Yount looked at him like he had spoken in another language.
“This baby is trophy class.”
“Cow meat is sweeter. You tell your story, I’ll tell mine. Switch the bodies.”
“You have quite an accommodating guide service.”
“Hey,” said Grumley. “If you drop something better tomorrow, we’ll switch back. If you don’t, you hang this rack.”
“Best damn outfit this side of the Mississippi.”
“We like repeat business,” said Grumley. “Let’s go raise some boys to excavate all this meat and hang it up to cool. Unless you’d rather—”

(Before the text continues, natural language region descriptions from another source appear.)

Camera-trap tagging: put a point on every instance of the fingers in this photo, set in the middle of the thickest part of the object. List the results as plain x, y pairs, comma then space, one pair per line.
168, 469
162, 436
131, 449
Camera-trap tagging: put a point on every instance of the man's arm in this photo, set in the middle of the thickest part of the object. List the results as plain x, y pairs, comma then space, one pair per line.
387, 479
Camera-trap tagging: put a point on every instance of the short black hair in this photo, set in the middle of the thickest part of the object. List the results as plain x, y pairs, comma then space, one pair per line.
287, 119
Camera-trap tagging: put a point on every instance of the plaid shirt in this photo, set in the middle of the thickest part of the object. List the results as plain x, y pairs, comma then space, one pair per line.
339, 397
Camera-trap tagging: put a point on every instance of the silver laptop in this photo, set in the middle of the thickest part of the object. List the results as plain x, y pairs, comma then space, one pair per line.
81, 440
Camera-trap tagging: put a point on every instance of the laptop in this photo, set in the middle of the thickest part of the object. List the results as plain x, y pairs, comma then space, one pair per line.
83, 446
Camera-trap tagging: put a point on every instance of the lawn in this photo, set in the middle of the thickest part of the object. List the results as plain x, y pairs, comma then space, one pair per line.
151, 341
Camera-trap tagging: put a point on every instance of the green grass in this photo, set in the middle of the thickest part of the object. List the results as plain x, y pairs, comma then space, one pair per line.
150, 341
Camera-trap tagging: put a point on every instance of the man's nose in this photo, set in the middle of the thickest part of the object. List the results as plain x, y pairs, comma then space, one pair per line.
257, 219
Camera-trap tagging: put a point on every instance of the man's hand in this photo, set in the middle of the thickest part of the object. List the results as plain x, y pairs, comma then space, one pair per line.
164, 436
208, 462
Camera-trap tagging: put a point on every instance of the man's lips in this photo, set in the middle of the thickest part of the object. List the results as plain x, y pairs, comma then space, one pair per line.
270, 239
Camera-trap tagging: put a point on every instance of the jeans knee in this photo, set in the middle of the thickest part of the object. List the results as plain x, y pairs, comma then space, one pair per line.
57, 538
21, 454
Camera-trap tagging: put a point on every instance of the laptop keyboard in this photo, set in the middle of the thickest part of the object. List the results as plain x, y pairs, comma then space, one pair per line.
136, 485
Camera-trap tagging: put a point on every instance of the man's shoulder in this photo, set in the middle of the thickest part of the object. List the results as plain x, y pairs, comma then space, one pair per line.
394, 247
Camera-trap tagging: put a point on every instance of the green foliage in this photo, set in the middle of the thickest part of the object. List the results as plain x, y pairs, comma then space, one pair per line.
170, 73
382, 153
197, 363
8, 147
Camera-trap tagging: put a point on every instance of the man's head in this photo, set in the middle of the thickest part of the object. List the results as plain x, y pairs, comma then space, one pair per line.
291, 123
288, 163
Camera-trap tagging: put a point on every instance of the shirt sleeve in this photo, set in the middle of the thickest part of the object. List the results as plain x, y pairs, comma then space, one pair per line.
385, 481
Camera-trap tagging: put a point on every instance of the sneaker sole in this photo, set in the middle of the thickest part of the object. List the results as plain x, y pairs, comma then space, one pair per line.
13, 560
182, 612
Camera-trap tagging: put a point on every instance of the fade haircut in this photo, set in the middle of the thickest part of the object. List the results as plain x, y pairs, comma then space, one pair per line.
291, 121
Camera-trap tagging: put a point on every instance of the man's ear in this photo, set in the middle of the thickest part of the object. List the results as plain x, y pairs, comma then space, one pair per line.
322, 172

“It’s getting awfully dark,” said Yount. “I’m not sure I could handle a sharp knife in these conditions. And I’m a mite thirsty from all the aggravation that goes along with this hunting business.”
“Feeling tuckered?”
“Christ,” said Yount. “The only way to have made it any quicker would have been to chain these suckers to a tree.”
****
Allison was stepping out of the shower, replaying the “conversation” with Ellenberg over and over in her mind, when she heard the horse snort. She grabbed a towel, yanked open the bathroom door, shouted “just a minute.”
Underwear, socks, jeans and sweater were tossed on as quickly as possible, the jeans battling damp skin. She opened the door barefooted.
“Just waking up?”
Bobby Alvin, one of Grumley’s hunting grunts.
“Making up for the hot water we all miss during season.”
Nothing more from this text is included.